Subjective and Objective Causes for Opus 4.6's Poor Experience?
This is the most important part to correctly understand the problem. There are at least three different reasons leading to the same symptom of "model performing worse":
- Temporary Technical Issues: Anthropic has confirmed multiple official incidents on its status page, including "Elevated errors on Claude Opus 4.6" on February 28, 2026, a similar incident on March 31, 2026, and "Opus 4.6 and Sonnet 4.6 error rate elevated" on the same day. These are not subjective complaints — these are officially recorded technical incidents, and many "regression" reports occurred precisely during these periods.
- Default Behavior Changes: Opus 4.6 is designed to think more by default through "adaptive thinking" — meaning it decides when to engage in deep reasoning and when not to. This makes it slower and sometimes feel more cumbersome on simple tasks, making users accustomed to 4.5 feel like the model is "overthinking" instead of performing quickly.
- Anthropic is Still Profit-Oriented: (This is a personal opinion) It seems Anthropic's biggest goal is still profit, as they might adjust to reduce Opus 4.6's computational capacity to lessen the cost burden, just as OpenAI had to shut down Sora to reduce cost burdens, which everyone knows.

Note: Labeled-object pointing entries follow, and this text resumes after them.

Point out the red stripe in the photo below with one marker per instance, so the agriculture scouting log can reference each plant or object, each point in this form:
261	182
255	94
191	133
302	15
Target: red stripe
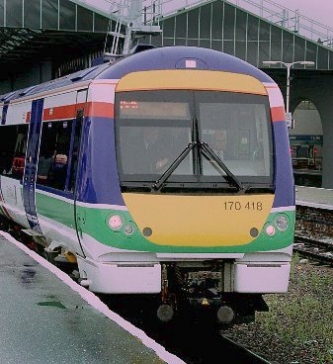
100	109
278	114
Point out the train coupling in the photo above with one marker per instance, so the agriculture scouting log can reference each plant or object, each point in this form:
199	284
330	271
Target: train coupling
165	312
225	315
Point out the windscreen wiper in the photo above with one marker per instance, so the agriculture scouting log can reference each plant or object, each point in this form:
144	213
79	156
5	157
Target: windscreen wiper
230	177
157	184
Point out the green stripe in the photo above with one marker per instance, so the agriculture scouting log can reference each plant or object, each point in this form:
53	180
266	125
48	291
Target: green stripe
94	222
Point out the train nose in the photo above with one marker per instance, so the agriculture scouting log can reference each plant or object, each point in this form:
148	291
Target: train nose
225	315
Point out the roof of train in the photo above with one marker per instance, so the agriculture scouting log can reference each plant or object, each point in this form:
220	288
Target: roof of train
171	57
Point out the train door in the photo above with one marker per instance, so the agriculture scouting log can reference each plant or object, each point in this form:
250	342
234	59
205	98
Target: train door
79	214
30	173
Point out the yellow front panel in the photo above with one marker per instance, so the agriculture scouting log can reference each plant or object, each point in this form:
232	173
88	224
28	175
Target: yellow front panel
199	221
191	80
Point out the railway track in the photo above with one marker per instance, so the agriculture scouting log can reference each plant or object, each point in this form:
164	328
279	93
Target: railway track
319	250
193	342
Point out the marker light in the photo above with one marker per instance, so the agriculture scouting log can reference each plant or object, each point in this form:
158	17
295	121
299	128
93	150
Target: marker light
115	222
270	230
281	222
129	229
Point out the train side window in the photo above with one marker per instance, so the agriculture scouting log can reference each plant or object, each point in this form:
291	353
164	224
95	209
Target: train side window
13	143
54	147
75	149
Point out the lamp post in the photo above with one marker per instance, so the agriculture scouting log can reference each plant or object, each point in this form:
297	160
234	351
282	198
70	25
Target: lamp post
288	66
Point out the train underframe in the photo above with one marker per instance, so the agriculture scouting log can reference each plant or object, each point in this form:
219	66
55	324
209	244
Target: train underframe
206	289
201	289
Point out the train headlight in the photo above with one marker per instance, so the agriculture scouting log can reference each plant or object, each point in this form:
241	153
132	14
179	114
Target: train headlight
129	229
115	222
270	230
282	222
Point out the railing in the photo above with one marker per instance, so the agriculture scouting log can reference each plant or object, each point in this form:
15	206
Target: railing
267	9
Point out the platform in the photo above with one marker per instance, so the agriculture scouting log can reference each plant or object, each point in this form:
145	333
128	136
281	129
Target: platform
46	317
314	197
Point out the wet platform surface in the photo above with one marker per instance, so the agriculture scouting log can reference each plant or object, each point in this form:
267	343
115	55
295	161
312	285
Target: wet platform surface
46	318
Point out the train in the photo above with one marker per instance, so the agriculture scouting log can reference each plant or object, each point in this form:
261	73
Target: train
177	223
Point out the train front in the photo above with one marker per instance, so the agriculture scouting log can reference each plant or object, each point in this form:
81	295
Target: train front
206	179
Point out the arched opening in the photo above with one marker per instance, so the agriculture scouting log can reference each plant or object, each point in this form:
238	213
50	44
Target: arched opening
306	141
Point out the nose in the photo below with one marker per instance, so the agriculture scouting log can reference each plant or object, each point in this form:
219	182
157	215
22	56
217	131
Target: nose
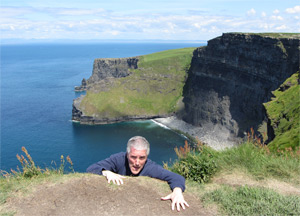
137	162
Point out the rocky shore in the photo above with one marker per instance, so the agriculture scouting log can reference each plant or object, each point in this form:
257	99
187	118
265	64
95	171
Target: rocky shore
211	135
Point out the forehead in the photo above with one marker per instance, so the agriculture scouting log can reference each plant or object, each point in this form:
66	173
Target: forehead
137	152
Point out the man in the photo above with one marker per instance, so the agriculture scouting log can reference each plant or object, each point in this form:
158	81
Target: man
135	162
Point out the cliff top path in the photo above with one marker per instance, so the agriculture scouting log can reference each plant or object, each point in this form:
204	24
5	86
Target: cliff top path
91	195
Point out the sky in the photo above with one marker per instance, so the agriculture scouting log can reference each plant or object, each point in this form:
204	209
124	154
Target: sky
144	19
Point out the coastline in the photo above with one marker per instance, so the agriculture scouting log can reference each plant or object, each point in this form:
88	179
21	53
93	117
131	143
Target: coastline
211	135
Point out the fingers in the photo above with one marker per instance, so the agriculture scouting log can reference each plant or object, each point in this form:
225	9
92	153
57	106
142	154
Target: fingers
166	197
114	178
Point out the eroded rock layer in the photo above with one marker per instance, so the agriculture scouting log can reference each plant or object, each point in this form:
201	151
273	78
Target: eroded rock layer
231	78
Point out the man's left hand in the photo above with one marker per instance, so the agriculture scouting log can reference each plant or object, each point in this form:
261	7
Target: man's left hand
177	199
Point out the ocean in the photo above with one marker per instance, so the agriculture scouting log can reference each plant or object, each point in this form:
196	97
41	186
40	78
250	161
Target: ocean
37	91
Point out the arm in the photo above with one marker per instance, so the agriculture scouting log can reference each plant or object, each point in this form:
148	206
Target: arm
109	168
176	182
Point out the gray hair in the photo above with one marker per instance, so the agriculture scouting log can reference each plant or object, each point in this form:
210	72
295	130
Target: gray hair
139	143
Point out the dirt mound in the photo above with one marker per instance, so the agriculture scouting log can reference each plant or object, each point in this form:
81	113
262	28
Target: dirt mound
91	195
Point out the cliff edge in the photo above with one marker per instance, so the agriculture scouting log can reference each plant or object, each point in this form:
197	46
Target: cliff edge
231	78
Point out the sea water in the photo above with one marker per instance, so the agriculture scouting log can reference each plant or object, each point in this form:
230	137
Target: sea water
37	91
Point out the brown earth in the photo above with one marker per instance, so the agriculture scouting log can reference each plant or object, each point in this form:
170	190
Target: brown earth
87	194
92	195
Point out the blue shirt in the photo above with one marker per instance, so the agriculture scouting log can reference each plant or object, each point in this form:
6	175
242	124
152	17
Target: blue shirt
118	163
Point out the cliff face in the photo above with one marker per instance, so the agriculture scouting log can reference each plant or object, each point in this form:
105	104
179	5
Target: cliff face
231	78
112	67
128	89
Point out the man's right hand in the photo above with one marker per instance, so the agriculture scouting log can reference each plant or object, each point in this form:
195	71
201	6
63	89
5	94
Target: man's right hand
111	176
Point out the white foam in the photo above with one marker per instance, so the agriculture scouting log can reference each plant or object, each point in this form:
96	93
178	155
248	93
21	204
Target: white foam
160	124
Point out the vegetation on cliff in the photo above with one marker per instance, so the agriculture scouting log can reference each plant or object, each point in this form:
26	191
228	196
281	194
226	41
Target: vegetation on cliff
154	88
284	113
245	180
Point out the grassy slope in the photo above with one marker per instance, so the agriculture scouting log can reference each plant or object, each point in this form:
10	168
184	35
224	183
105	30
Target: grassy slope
249	181
284	112
154	88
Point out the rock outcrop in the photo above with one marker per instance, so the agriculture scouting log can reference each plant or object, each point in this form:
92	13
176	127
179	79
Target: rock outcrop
112	67
231	78
227	84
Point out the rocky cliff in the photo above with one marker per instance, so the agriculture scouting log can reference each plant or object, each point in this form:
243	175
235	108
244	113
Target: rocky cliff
126	89
231	78
108	68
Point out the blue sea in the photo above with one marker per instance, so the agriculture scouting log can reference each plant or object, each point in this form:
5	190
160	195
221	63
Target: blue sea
37	91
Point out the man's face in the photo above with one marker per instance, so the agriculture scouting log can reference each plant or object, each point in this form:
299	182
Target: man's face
137	160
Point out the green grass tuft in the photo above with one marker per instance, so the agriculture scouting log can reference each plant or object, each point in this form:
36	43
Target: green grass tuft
284	112
152	89
254	201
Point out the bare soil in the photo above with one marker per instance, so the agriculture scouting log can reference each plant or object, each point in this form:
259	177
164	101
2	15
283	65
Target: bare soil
92	195
88	194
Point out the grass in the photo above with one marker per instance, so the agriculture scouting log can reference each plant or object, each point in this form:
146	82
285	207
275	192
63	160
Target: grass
284	112
29	175
251	159
152	89
274	35
253	201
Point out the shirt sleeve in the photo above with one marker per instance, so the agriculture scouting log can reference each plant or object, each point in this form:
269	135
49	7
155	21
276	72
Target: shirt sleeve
174	180
111	164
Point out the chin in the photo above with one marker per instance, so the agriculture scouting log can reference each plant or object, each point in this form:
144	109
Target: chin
135	172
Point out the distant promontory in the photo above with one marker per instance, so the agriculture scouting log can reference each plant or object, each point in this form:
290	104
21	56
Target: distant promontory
221	87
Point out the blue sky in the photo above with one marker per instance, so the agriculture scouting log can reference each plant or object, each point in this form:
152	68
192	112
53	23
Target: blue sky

So, Are People Mentioning Other Solutions?
First, Switching to Codex
Based on what Opus has demonstrated previously, Opus 4.6's current issues appear temporary, but this inadvertently benefits OpenAI's Codex significantly as people flock to Codex with GPT-5.3 Codex.
Codex currently offers more generous quotas than Claude Code, but I don't think this will significantly threaten Anthropic, as my experience with Opus 4.6 on both Antigravity and Claude Code is much better than with Codex. For instance, when I only needed to modify one file, Opus 4.6 did it correctly and precisely, but Codex also modified other files, messing up my entire website, which was truly frustrating.
Deep Edits in the Settings File
Someone has shown how to modify Claude Code to address Claude Opus 4.6's "thinking" part by editing the ~/.claude/settings.json file. Anyone who has tried it, please comment on your experience so others know.

Is This an Industry Standard?
Yes. OpenAI, Google, and Anthropic all have a history of releasing new models with better benchmarks but causing complaints about real-world experience — often because optimization for a benchmark set doesn't reflect the full diversity of actual workflows. This is why large companies often don't upgrade models immediately upon a new version release but thoroughly test them on their specific workloads first.
If you are using Claude Opus 4.6 for research workflows, computer use, or long-term reasoning tasks, the best approach currently is still to revert to Opus 4.5 to continue your work without interruption.